Existing vision-to-action generation methods rely on Gaussian noise priors and conditional mechanisms (e.g., cross-attention), incurring high computational overhead and struggling to model the manifold mapping between visual inputs and sparse, unstructured action sequences. Method: We propose VITA—a novel end-to-end flow matching framework that uses image latent variables as the source distribution. It introduces a purely MLP-based architecture for unconditional vision-to-action mapping, unifying cross-modal manifold learning. A structured action latent space is constructed via an autoencoder, aligned with visual representations through upsampling; action reconstruction is achieved via latent flow decoding and ODE solving under reconstruction supervision. Results: Evaluated on the ALOHA platform, VITA achieves state-of-the-art or superior performance across five simulated and two real-world dual-arm robotic tasks, while reducing inference latency by 50–130%.

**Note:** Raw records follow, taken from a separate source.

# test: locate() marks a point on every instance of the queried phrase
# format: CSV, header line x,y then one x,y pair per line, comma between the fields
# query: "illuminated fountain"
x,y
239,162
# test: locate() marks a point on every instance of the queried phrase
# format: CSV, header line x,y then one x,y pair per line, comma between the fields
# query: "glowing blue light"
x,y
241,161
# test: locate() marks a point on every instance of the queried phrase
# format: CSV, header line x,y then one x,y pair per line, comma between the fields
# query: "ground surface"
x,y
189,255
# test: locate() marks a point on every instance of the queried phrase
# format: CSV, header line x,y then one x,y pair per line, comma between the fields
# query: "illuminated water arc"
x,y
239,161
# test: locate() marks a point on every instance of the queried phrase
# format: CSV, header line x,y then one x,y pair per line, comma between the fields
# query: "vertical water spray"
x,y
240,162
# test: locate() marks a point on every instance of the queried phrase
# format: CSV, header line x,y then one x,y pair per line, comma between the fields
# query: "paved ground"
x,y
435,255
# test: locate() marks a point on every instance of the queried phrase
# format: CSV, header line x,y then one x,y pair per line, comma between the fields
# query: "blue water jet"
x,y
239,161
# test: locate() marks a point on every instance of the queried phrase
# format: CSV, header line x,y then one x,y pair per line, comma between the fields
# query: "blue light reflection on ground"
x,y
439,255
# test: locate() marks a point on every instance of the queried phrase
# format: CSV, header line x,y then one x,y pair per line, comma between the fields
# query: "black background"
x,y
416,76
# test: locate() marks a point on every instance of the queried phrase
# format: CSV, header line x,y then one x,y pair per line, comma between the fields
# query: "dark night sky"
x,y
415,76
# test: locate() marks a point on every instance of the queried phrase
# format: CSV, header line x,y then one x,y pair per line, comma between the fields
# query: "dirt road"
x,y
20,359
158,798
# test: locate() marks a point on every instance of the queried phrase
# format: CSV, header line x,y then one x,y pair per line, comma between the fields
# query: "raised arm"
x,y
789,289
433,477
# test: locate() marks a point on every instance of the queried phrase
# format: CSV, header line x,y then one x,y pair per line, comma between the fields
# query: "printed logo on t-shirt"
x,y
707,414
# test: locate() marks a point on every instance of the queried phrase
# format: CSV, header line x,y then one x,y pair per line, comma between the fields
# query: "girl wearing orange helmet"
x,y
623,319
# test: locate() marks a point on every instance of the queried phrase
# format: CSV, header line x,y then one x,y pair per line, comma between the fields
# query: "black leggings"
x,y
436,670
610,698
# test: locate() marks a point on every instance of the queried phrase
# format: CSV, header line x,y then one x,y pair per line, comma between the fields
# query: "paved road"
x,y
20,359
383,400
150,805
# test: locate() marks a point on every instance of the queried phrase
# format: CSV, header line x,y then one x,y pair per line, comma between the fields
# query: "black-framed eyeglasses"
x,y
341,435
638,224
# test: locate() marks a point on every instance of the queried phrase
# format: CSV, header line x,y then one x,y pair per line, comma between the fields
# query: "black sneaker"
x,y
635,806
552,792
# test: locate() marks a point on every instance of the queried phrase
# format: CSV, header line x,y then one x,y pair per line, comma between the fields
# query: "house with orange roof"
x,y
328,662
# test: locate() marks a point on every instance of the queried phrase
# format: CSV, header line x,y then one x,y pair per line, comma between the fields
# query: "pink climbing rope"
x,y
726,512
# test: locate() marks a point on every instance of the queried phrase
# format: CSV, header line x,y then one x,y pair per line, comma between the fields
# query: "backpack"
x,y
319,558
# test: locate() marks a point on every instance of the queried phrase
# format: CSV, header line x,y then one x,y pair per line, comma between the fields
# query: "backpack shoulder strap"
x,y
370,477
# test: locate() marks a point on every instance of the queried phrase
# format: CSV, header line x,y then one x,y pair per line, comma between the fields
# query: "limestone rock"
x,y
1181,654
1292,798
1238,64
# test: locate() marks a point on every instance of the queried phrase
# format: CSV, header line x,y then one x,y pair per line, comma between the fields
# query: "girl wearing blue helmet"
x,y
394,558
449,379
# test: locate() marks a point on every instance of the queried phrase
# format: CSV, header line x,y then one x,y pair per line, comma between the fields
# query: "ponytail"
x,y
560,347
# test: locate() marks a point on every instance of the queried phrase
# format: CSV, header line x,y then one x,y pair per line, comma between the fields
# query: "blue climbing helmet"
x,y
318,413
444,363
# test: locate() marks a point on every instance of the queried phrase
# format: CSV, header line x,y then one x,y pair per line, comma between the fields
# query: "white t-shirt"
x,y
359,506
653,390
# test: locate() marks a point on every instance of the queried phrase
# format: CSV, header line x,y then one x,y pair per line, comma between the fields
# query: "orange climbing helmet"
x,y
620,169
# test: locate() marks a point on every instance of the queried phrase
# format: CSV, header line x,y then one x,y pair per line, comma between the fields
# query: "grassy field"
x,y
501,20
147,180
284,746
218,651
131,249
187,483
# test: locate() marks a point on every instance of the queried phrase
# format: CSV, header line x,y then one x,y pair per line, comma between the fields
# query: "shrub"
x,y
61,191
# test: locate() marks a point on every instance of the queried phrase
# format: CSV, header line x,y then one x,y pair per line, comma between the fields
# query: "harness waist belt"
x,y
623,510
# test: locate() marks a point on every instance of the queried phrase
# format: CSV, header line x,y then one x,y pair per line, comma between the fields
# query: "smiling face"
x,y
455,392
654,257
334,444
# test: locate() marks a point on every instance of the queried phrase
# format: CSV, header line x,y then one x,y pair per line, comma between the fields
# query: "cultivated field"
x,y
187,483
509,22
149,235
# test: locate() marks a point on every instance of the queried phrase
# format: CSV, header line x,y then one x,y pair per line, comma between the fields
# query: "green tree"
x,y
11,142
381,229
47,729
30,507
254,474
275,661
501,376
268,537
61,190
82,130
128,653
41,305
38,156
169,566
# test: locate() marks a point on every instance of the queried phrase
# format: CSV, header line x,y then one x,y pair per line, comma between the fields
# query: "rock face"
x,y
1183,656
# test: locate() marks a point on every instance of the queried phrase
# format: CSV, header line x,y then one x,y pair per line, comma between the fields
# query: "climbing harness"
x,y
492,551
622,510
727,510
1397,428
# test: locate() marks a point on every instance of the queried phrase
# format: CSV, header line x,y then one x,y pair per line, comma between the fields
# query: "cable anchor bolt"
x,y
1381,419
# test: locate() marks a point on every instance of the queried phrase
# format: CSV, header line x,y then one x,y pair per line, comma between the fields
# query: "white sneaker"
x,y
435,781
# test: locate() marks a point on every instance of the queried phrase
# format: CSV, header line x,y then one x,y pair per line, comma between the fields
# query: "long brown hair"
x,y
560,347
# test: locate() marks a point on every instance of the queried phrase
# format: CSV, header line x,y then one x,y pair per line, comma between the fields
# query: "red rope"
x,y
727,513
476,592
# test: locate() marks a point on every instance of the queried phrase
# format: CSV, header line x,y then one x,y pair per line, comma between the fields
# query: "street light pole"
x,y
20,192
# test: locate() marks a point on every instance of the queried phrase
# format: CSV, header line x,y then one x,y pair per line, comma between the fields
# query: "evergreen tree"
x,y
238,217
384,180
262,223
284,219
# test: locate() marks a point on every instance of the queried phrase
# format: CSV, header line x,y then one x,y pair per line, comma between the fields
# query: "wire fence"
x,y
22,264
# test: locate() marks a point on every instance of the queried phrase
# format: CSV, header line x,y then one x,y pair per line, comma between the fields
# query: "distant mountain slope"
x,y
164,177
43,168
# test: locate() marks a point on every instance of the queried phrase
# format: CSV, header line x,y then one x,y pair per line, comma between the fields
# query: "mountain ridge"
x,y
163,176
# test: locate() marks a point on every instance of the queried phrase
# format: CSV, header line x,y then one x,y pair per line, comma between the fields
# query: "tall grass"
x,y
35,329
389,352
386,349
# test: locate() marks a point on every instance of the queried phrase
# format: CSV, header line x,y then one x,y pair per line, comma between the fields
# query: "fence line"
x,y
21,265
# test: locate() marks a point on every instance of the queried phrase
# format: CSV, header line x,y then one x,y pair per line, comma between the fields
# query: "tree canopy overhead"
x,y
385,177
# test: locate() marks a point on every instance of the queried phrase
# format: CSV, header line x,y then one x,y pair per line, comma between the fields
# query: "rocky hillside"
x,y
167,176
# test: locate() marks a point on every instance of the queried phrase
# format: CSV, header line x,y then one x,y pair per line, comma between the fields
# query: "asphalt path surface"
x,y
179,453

We present VITA, a Vision-To-Action flow matching policy that evolves latent visual representations into latent actions for visuomotor control. Traditional flow matching and diffusion policies sample from standard source distributions (e.g., Gaussian noise) and require additional conditioning mechanisms like cross-attention to condition action generation on visual information, creating time and space overheads. VITA proposes a novel paradigm that treats latent images as the flow source, learning an inherent mapping from vision to action while eliminating separate conditioning modules and preserving generative modeling capabilities. Learning flows between fundamentally different modalities like vision and action is challenging due to sparse action data lacking semantic structures and dimensional mismatches between high-dimensional visual representations and raw actions. We address this by creating a structured action latent space via an autoencoder as the flow matching target, up-sampling raw actions to match visual representation shapes. Crucially, we supervise flow matching with both encoder targets and final action outputs through flow latent decoding, which backpropagates action reconstruction loss through sequential flow matching ODE solving steps for effective end-to-end learning. Implemented as simple MLP layers, VITA is evaluated on challenging bi-manual manipulation tasks on the ALOHA platform, including 5 simulation and 2 real-world tasks. Despite its simplicity, MLP-only VITA outperforms or matches state-of-the-art generative policies while reducing inference latency by 50-130% compared to conventional flow matching policies requiring different conditioning mechanisms or complex architectures. To our knowledge, VITA is the first MLP-only flow matching policy capable of solving complex bi-manual manipulation tasks like those in ALOHA benchmarks.